The solution I eventually came up with has much less to do with the letters themselves and more to do with the uniqueness of each word. When you’re looking at a cipher word, you don’t know what the letters actually represent, but you do know one very important thing. You know that everytime the same letter is used in the cipher, it is the same letter in the real word too. In other words, the letter pattern of a word is a property shared by the cleartext of that word.
Here’s an example:
oqwwttc (could be rewritten as)
0122334 (numerically speaking)
abccdde (as a normalized cipher word)
succeed (an actual word with this pattern)
As it turns out, in my dictionary, there are only five seven-letter words with that letter pattern, and succeed is one of them. Fantastic! We now know that the solution, if it will be found, must assign letters according to one of those five words. This leads us to the following pseudocode:
- Load the dictionary into a hash table where the hash is the normalized letter pattern of each word, and the real words are added to the table according to their hash
- For each ciphertext word, normalize it and get a list of all English words that match this pattern
- Sort the list of ciphertext words in increasing count of English words
- Recursively assign a word to the current cipher. Double check that this does not violate any previously assigned letters for previous words; if so, back out. Pick the next word and recurse.
This algorithm is actually really fast. For the cipher I gave above, there are only 5 choices for the first* word and only 7 for the second*, and this results in an assignment of 8 letters immediately which have a high (1/35) chance of being correct. The search space increases to 49 choices for the next word, and more for each word following, but by the time you reach the words with a high number of pattern matches you’ve already decided most of your letter assignments already, so your choices are easy to prune.
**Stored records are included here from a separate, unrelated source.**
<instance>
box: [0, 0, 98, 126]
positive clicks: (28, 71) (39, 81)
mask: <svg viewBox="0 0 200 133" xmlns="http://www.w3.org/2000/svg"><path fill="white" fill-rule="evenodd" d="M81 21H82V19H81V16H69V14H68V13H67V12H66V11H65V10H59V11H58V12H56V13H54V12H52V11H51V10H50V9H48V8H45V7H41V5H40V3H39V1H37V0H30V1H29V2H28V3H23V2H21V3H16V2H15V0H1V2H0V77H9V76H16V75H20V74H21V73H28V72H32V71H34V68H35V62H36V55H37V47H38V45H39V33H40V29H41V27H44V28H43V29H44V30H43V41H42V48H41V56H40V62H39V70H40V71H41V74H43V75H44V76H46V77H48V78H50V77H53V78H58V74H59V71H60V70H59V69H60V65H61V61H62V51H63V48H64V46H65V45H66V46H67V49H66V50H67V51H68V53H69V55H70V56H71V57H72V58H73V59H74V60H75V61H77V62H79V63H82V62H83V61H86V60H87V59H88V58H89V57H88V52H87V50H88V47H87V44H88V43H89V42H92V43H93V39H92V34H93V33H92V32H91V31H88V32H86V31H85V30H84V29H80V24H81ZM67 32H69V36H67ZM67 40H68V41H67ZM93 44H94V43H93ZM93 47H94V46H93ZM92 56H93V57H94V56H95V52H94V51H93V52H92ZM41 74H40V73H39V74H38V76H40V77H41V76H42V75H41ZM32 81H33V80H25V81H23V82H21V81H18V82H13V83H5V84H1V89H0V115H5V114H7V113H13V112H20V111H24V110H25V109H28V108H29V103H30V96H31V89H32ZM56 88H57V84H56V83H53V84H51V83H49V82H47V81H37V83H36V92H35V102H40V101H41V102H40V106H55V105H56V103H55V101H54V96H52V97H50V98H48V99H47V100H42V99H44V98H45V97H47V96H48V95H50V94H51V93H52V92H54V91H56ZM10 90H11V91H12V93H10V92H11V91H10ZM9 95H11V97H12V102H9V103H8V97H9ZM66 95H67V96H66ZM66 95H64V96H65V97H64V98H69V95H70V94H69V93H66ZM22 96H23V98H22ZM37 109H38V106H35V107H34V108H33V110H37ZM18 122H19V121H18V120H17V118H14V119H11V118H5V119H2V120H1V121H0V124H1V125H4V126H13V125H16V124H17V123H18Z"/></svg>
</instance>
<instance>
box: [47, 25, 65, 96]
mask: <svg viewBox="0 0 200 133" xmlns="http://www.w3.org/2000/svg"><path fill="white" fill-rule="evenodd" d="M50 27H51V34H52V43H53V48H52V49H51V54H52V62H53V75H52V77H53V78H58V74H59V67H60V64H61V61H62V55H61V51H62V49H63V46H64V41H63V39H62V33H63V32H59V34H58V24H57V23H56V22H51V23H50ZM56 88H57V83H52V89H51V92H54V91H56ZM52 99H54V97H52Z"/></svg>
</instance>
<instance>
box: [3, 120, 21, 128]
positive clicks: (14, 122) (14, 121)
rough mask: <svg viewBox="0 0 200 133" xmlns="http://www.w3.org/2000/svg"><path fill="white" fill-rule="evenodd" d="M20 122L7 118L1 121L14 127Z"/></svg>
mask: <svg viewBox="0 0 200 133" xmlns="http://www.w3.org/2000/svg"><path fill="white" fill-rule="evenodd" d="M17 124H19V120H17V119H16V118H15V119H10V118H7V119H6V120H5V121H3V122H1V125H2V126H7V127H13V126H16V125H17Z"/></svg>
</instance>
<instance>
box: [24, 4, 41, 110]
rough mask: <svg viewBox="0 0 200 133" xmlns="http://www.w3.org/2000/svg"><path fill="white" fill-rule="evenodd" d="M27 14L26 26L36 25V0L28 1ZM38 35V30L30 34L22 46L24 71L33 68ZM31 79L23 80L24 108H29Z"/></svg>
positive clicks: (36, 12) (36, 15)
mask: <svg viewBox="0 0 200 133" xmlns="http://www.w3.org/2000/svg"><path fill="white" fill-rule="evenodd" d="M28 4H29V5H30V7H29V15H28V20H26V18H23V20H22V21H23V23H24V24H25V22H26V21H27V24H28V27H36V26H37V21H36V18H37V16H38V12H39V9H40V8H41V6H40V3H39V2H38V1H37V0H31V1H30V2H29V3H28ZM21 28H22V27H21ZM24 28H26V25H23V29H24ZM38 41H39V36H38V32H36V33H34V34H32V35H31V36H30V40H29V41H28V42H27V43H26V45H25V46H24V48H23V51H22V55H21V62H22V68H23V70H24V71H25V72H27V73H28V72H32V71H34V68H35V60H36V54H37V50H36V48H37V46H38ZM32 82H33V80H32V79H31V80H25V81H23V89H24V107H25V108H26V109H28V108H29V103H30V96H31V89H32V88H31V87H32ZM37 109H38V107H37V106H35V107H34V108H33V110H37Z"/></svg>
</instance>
Here’s the source: View Source
A true programmatic crypogram solver doesn’t necessarily need to use the same skills as a human would use to solve the same problem; we can use the computer’s advantage of being able to complete repetitive tasks by pre-processing every word in the dictionary based on its letter pattern, and draw on that information to choose whole word assignments instead of individual letters. Choosing from the smallest number of options severely reduces the recursive search space, and from there it’s just a matter of testing the remaining word patterns until we reach the solution(s).
If you see any glaring errors in my code, or possible optimizations, please feel free to add a comment saying how I could improve. Thanks!
Oh and by the way, if at first you don’t succeed, try, try again.
* Not actually the first word, but the word with the lowest matching pattern count in the dictionary.